Bonds shook off a bit of weakness in Europe to start the new week in slightly stronger territory.  Gains have continued into domestic hours, which brings yields closer to Thursday’s lows.  Breaking below those would mean we’re at the best levels in 3 weeks.  
Ever since breaking above 2.40% (10yr) in March, we’ve been watching and waiting for signs of a rate ceiling.  Those efforts have been been with a series of disappointments and additional runs toward higher rates.  That said, each attempt to solidify a ceiling has been incrementally more compelling, even if only just.  This morning’s strength means this attempt fits the same pattern.
What signs are we looking for in order to confirm a shift?  First off, we have to keep in mind that even if bonds meet our criteria for a shift, changes in the data shift things right back toward higher rates.  Inflation continues to be the biggest issue and it has to continue to ebb in order for rates to hold a ceiling.
Beyond that, we can use some technical milestones to benchmark the progress.  One of the broader indicators we’ve been tracking is the trends in stochastics seen in the chart below.  In a nutshell, the conditions that need to be met are as follows:
1. Stochastics need to gap up from overbought levels and trend toward oversold territory without a major correction.  
2. After hitting oversold territory, the reversal needs to break the yellow trend line and continue back to the lower (overbought) line.
Historically, both the breaking of the trendline (gray vertical line) and the return to overbought levels (teal vertical line) have been good signs in the bigger picture.

The only big issue with this analysis is that there are limited pertinent examples.  Here are a few others followed by some thoughts on each.

The most noticeable difference in the 2016 example is that it didn’t portend a big, immediate correction.  It basically did the bare minimum to count as “confirming a ceiling.”
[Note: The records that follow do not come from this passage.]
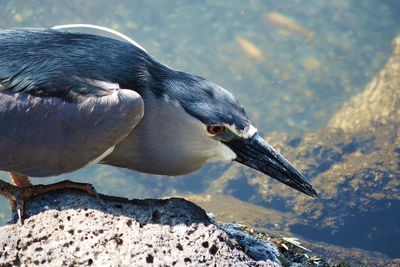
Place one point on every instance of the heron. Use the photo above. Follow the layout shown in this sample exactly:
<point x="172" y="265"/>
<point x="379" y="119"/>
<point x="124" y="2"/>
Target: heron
<point x="70" y="99"/>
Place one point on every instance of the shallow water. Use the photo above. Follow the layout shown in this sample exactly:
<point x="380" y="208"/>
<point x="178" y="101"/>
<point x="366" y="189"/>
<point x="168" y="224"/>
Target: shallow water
<point x="289" y="79"/>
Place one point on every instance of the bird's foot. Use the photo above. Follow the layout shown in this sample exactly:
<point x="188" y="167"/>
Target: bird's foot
<point x="19" y="195"/>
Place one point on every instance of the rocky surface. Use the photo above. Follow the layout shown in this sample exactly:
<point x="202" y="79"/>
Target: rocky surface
<point x="354" y="163"/>
<point x="70" y="228"/>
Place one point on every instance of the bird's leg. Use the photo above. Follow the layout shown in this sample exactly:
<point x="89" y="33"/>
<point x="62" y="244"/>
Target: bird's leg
<point x="20" y="180"/>
<point x="23" y="190"/>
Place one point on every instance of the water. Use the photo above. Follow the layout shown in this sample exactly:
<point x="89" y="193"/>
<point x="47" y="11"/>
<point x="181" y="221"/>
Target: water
<point x="295" y="87"/>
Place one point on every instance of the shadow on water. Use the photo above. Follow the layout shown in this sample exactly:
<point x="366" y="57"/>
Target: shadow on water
<point x="353" y="235"/>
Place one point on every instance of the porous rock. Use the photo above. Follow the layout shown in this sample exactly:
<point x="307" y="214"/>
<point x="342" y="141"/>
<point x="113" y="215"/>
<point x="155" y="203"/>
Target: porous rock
<point x="70" y="228"/>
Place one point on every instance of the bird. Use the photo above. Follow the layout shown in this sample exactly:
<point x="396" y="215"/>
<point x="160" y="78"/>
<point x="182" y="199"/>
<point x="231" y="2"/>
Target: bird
<point x="70" y="99"/>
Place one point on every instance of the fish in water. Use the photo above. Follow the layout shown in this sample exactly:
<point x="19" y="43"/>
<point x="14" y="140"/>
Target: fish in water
<point x="282" y="21"/>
The 2012 example is less than ideal because market conditions were so different compared to 2016 or the present.  The stochastic trend emerged in an excruciatingly flat market which, in my mind, means I probably wouldn’t pay any attention to this one.  Still, it is the next most recent example that fits the formula.  It definitely confirmed a ceiling, and both milestones (gray and teal lines marking the technical breakout and the overbought level) resulted in additional gains for bonds.
We’re basically just now getting to our “gray line” levels today, so we have a ways to go before confirming the pattern as seen in the teal lines in the charts above.  If we want to think about all this in more basic terms, plain old pivot points are still useful.  On that note, 2.83 and 2.72 are the only obvious games in town.